Um livro cheio de infelicidade e com pouca esperança como cada vez mais achamos que é a vida. Não me deixou feliz e deu-me uma injecção de realidade que me doeu e deixou danos colaterais. A nossa sociedade é podre e doente. O ser humano assim quis.

“A Humanidade divide-se entre aqueles que gostam de se meter na cama à noite e aqueles a quem ir dormir desassossega. Os primeiros consideram que os seus leitos são ninhos protectores, enquanto os segundos sentem qua a nudez do dormitar é um perigo. Para uns o momento de deitar implica a suspensão das preocupações; aos outros, pelo contrário, as trevas provocam um alvoroço de pensamentos daninhos e, se fosse por eles, dormiriam de dia, como os vampiros. Sentiste alguma vez o terror das noites, a angústia dos pesadelos, a escuridão a sussurrar-te na nuca com o seu hálito frio que, embora não saibas o tempo que te resta, não passas de um condenado à morte? E, no entanto, na manhã seguinte a vida volta a explodir com a sua alegre mentira de eternidade.” (Pág. 7)

“Circulou lentamente ao longo da franja fronteiriça do território bárbaro e chegou à passagem subterrânea sob os carris da via férrea, um túnel estreito inconcebivelmente sujo entre cujos detritos de latas esmagadas, cadáveres de ratazanas e indiscerníveis farrapos se podiam encontrar inúmeros documentos pessoais, cartões de piscinas municipais ou de clubes de vídeo, porta-moedas abertos e carteiras de senhora estripadas, uma avalancha de restos descartados por uma legião de ladrões. E aí, justamente à saída do túnel, leu um grafitti que dizia: A vingança far-te-á livre. Ao fundo voltava a ver-se a linha reluzente da cidade, com o seu sonho de luxuosos arranha-céus e o seu pesadelo ameaçador de sujidade e miséria.” (Pág. 45)

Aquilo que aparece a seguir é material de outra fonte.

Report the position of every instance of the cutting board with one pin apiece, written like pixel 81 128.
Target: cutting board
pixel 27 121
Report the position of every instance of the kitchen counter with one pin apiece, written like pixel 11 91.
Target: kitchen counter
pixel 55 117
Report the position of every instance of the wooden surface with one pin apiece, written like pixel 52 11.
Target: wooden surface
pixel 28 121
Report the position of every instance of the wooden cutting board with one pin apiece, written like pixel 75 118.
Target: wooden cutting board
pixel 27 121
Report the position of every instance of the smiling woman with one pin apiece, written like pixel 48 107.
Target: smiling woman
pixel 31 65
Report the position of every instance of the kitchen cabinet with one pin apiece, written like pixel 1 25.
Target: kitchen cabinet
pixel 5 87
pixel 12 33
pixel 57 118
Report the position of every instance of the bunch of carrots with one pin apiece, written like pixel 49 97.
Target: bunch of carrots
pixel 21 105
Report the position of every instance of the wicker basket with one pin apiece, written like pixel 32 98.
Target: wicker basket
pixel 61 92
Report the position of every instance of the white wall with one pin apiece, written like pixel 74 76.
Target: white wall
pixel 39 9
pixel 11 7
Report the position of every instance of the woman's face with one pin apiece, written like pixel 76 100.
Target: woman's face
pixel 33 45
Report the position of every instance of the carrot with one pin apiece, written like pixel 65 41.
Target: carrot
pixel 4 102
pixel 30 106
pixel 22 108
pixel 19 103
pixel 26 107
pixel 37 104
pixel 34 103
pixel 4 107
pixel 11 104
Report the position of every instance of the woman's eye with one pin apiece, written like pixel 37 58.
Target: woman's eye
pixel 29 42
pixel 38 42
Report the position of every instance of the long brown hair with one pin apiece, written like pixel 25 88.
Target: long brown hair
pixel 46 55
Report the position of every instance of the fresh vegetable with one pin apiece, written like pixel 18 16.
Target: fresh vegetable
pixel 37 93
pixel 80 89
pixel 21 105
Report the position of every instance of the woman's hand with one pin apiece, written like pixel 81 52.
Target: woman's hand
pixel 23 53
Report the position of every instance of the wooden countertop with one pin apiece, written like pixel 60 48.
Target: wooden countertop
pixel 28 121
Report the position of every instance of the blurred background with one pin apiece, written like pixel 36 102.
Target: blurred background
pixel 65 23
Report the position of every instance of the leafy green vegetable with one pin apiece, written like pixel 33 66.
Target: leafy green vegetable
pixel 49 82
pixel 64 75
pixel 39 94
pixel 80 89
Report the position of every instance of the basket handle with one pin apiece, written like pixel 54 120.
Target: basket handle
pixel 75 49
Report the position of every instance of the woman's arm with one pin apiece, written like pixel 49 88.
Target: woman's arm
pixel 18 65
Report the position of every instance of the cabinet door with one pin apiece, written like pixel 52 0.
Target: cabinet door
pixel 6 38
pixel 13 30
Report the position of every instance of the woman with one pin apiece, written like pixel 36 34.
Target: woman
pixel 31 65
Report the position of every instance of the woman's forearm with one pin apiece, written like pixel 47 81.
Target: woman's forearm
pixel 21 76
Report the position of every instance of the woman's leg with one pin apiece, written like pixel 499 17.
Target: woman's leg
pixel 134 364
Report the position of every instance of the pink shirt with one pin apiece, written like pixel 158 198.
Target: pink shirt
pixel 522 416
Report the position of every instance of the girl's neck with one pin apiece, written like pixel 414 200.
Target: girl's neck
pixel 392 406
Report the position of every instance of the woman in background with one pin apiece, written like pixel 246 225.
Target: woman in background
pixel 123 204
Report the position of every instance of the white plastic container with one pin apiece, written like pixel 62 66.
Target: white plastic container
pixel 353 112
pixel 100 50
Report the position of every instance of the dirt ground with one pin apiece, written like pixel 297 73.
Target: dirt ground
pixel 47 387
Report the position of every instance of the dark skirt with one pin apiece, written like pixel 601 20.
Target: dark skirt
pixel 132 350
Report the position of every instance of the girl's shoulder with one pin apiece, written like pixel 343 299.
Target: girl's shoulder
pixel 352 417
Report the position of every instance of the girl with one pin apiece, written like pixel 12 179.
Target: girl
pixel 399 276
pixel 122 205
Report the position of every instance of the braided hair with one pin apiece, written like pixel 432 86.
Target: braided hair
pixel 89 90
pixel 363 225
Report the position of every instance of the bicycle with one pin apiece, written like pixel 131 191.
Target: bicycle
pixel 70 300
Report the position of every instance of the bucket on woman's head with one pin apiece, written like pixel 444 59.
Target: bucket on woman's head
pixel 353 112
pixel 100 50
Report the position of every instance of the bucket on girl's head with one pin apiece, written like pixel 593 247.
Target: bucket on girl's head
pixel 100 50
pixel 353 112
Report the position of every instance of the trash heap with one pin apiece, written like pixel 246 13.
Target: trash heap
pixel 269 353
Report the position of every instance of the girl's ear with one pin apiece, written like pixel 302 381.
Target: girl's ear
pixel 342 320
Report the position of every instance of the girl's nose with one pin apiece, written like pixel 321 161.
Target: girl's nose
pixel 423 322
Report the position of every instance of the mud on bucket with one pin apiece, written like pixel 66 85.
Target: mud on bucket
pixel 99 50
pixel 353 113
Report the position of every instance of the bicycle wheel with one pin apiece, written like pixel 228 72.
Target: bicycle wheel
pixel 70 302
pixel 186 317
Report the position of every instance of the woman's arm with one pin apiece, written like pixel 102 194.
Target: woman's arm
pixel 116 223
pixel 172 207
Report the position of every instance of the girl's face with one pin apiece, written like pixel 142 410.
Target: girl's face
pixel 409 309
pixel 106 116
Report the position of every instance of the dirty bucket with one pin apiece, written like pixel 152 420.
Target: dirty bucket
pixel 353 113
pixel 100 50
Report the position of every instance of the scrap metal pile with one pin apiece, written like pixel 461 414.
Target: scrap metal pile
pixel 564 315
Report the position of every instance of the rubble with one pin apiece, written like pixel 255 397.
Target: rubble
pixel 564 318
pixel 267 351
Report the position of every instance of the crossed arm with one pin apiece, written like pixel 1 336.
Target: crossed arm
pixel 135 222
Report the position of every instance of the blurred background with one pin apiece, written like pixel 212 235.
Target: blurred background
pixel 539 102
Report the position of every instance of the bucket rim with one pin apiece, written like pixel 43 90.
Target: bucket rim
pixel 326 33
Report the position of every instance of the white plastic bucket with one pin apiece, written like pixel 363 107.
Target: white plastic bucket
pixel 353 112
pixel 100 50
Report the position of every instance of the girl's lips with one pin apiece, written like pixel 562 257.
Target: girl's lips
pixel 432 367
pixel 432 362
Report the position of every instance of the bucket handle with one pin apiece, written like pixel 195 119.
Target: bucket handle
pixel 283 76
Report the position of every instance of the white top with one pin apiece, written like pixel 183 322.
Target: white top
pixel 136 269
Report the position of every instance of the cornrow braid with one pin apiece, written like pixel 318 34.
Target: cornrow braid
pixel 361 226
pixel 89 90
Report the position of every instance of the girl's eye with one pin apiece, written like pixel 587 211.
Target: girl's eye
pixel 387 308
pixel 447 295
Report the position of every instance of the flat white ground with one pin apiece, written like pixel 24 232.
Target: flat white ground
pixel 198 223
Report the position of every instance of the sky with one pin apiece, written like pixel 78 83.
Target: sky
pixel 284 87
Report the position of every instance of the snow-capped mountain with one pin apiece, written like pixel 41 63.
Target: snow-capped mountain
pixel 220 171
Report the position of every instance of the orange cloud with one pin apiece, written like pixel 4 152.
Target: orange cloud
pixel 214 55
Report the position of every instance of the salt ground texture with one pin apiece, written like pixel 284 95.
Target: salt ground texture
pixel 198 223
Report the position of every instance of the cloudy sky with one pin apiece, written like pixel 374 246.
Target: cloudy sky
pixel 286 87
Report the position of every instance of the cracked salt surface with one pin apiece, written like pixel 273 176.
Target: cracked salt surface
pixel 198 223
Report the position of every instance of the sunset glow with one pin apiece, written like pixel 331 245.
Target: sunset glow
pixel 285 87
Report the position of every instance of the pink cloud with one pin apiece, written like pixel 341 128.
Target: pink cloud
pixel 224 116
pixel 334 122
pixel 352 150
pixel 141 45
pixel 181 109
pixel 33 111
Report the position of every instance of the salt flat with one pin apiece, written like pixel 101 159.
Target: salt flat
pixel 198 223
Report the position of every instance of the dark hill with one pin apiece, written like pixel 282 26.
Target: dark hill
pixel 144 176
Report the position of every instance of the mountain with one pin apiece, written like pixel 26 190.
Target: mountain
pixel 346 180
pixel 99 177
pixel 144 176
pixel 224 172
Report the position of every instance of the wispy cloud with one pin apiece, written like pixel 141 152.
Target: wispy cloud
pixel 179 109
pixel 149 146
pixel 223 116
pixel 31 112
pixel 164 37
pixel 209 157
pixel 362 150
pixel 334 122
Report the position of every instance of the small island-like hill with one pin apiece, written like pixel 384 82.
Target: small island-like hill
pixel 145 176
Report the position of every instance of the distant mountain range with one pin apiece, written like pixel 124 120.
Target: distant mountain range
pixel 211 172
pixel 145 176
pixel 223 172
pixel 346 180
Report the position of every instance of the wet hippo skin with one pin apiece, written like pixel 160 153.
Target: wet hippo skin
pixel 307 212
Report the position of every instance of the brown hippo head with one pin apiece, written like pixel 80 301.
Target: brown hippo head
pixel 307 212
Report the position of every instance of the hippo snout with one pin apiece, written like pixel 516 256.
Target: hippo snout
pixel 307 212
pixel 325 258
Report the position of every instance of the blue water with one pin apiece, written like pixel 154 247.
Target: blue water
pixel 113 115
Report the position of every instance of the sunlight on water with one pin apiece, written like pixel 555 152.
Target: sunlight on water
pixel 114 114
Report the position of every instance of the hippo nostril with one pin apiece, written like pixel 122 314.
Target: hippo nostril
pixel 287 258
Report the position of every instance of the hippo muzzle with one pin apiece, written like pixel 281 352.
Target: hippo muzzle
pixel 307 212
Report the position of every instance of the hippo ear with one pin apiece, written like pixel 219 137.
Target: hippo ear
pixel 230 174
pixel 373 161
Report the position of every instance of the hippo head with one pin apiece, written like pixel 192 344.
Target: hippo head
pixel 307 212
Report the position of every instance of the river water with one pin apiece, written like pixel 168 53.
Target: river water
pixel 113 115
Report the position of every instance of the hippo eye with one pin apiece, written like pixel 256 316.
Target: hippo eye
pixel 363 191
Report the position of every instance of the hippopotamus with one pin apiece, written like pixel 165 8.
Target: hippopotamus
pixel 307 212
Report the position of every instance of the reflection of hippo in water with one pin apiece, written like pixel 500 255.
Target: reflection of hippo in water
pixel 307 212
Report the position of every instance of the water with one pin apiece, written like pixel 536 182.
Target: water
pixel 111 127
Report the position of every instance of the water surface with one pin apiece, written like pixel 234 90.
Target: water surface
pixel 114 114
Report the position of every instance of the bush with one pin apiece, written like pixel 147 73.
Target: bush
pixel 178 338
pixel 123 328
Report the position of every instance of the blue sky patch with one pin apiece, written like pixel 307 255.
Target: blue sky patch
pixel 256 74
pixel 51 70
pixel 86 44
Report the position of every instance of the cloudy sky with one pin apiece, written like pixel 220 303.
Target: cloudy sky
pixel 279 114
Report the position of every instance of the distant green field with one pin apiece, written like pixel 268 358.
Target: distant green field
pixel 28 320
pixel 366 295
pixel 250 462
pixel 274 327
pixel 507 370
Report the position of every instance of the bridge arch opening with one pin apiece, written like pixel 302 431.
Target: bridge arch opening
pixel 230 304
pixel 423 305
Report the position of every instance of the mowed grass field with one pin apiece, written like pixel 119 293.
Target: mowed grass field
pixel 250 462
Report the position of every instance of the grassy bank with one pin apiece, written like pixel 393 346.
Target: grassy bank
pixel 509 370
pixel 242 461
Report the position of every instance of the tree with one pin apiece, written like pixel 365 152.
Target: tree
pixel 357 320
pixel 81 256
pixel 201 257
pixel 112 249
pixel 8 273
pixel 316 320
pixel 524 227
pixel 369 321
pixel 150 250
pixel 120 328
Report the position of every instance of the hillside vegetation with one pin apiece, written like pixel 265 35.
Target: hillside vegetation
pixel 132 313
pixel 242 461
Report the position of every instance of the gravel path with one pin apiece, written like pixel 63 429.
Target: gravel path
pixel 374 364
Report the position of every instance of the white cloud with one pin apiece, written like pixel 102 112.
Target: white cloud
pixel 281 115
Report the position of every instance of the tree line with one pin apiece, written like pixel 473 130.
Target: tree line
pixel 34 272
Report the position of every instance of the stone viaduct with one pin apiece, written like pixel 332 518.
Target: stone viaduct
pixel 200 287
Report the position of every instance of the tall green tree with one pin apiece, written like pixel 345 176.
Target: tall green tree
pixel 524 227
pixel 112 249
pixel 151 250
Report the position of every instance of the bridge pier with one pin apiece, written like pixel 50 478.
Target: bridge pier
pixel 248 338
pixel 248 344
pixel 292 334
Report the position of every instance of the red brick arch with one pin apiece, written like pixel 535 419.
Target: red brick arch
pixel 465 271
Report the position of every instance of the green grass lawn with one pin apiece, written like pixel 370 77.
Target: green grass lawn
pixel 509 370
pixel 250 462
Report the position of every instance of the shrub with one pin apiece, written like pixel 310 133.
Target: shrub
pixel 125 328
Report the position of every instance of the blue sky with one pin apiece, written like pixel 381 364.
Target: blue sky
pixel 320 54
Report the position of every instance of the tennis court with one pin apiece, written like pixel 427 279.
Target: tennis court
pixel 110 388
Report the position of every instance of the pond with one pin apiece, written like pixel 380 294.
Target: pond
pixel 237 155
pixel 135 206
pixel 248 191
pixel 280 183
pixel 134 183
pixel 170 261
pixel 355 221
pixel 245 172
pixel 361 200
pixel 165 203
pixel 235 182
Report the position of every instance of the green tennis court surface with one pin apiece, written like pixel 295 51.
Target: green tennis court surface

“E agora estava encalhado num terreno remoto, sem filhos, sem sucesso profissional, sem verdadeiros amigos, sem amor. A lembrança de Fatma e de Marina cruzou-lhe o pensamento e o corpo doeu-lhe. Porque a tristeza doía fisicamente. Era um mal-estar difuso, oco e surdo, que se sentia nos joelhos, nos cotovelos, na nuca, no esterno. A tristeza era como um ataque de reumatismo, um lento tormento que chegava a parecer insuportável (…) Tinha a sensação de estar a perder o controlo a uma velocidade vertiginosa. De estar a destruir a sua vida cada dia um pouco mais. As articulações voltaram a doer-lhe. Era um sofrimento fantasmagórico, intolerável. Desejava embrutecer-se, anestesiar-se, perder a consciência, esquecer-se de tudo. Dormir eternamente e fugir de si próprio.” (Pág. 174)

Sinopse

“Num cenário de subúrbio, onde a noite reclama o seu território e os fantasmas reivindicam o seu espaço, um taxista viúvo que não consegue superar a perda da mulher, um médico desiludido, uma cientista anciã e uma belíssima prostituta africana sedenta de vida cruzam os seus caminhos, para nos obsequiarem com uma visita guiada ao mundo vertiginoso e convulso que cada um encerra dentro de si.
Mas esta não é uma história de horrores, é antes uma fábula de sobreviventes, de quatro personagens que reúnem todos os elementos necessários para serem considerados uns desgraçados, que se movem nos mundos limítrofes à máfia, ao tráfico de mulheres brancas, e a universos virtuais como Second Life, mas que conseguem encontrar um apoio que lhes permite a remição e a saída das trevas que os mantinham prisioneiros.
Uma intensa e hipnótica história de esperança que deambula entre o humor e a emoção e nos mergulha na sociedade caótica dos nossos dias. Uma história que pode ser a de qualquer um de nós.”